Résumé de la décision
La Cour administrative d'appel a rejeté la requête de la Société Fournisseur d'Energie Renouvelable (SFER) visant à annuler un jugement du tribunal administratif de Saint-Denis qui avait confirmé des rappels de taxe sur la valeur ajoutée (TVA) liés à des livraisons de centrales photovoltaïques effectuées entre octobre 2008 et décembre 2010. La Cour a conclu que ces installations de panneaux solaires, bien qu'elles soient reliées à des contrats de mise à disposition de toitures, ne constituaient pas des travaux immobiliers mais plutôt des livraisons de biens mobiliers, rendant la société redevable de la TVA.
Arguments pertinents
1. Nature des prestations : La Cour a souligné que les prestations fournies par SFER, consistant en la livraison et l'installation de centrales photovoltaïques, n'étaient pas des travaux immobiliers au sens des articles du code général des impôts. En effet, ces installations répondent à une utilisation particulière des bâtiments, sans constituer des équipements généraux.

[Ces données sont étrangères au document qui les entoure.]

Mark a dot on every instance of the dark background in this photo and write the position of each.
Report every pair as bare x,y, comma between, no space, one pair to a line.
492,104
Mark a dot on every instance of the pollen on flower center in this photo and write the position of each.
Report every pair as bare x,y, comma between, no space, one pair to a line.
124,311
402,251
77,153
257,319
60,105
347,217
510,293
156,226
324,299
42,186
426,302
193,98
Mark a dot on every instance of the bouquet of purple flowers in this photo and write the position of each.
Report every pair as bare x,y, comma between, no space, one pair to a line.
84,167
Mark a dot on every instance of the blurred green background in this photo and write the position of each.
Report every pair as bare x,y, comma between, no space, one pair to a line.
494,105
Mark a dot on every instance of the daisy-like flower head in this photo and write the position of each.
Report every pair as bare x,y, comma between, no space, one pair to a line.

Citation pertinente : "Ces installations ne constituent pas des équipements généraux accompagnant normalement l'édification des immeubles en cause, mais des installations particulières répondant à une utilisation spéciale du bâtiment édifié."

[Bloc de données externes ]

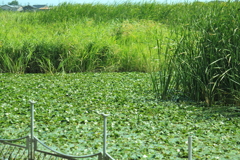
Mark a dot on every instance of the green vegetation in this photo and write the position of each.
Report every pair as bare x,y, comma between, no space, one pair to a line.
194,45
190,50
139,126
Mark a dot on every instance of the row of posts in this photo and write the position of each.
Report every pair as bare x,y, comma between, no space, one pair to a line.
32,139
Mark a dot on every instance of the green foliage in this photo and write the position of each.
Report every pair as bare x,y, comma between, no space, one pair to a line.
139,126
15,2
190,48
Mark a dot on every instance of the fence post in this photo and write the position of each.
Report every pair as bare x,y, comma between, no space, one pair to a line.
190,148
104,135
31,141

2. Application de la TVA : La Cour a également constaté que même si les centrales n'avaient pas été livrées immédiatement, SFER était toujours redevable de la TVA sur les factures émises, conformément à l'article 283 du code général des impôts, qui stipule que toute mention de la TVA sur une facture engage sa redevabilité.
Citation pertinente : "La société SFER est donc redevable de la TVA sur les factures, par application de l'article 283 du code général des impôts."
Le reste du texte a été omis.